Walton made his senior debut as a 17-year-old substitute at Torquay last September, but he didn’t get a second opportunity under then City boss Jackie McNamara and was overlooked completely for first-XI selection by the Scotsman’s successor Gary Mills.

Reflecting on that experience, Walton confessed: “Last season was difficult. I always wanted to be part of the team and, whilst I was part of things because I got on the bench at Lincoln when the lads did the business and got the club to Wembley, I never made it into the starting XI.

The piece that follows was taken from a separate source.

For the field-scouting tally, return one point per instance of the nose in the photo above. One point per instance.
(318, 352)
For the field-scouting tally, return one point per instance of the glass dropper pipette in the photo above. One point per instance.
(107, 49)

“York’s a massive club and it was like a dream come true to get pro terms at 17 last season. I was really happy, so being released was a bit of a knockback but, coming back and getting another go, shows I must have ability and, hopefully, this gaffer trusts me.”

Walton certainly feels more wanted in North Yorkshire now after manager Martin Gray described the former Leeds Sixth Form College pupil as “my type of player.”

Offering his thoughts on the Minstermen’s new management team, Walton added: “Hearing the manager say what he did gave me a bit of a boost.

“If he likes what I’m doing, I’ll keep doing that and work even harder, especially on the stuff that I’m not as good at, because I want to get some appearances. I also like Dave (Penney).

“He’s a nice guy who gets along with all of the lads. The gaffer also joins in training sometimes and has a bit of a laugh and I think it’s important that you have those relationships with the manager and his assistant.”

Despite being on the receiving end of three heavy reserve defeats with the Minstermen in recent weeks against Port Vale (3-1), Mansfield (5-0) and Walsall (7-1), Walton also feels the Central League contests are still worthwhile exercises as he attempts to prove his first-team credentials.

Youth-team coach Steve Torpey, who was in charge of the visitors during Wednesday’s defeat at Walsall, singled Walton out as one of three players who came out of the match with any credit.

Giving his views on the game and the merits of second-string football, Walton reasoned: “You sometimes have to give the opposition credit, because Walsall had some good players, but we started slowly and panicked when they pressed high up the pitch, which meant we started hitting too many long balls.

“They’re still good games to have because some of the sides you play in reserve games are better than those you’re up against in the first-team matches on Saturday. They are good for people like me, as I want to show the gaffer what I can do, because I want to be in his plans.”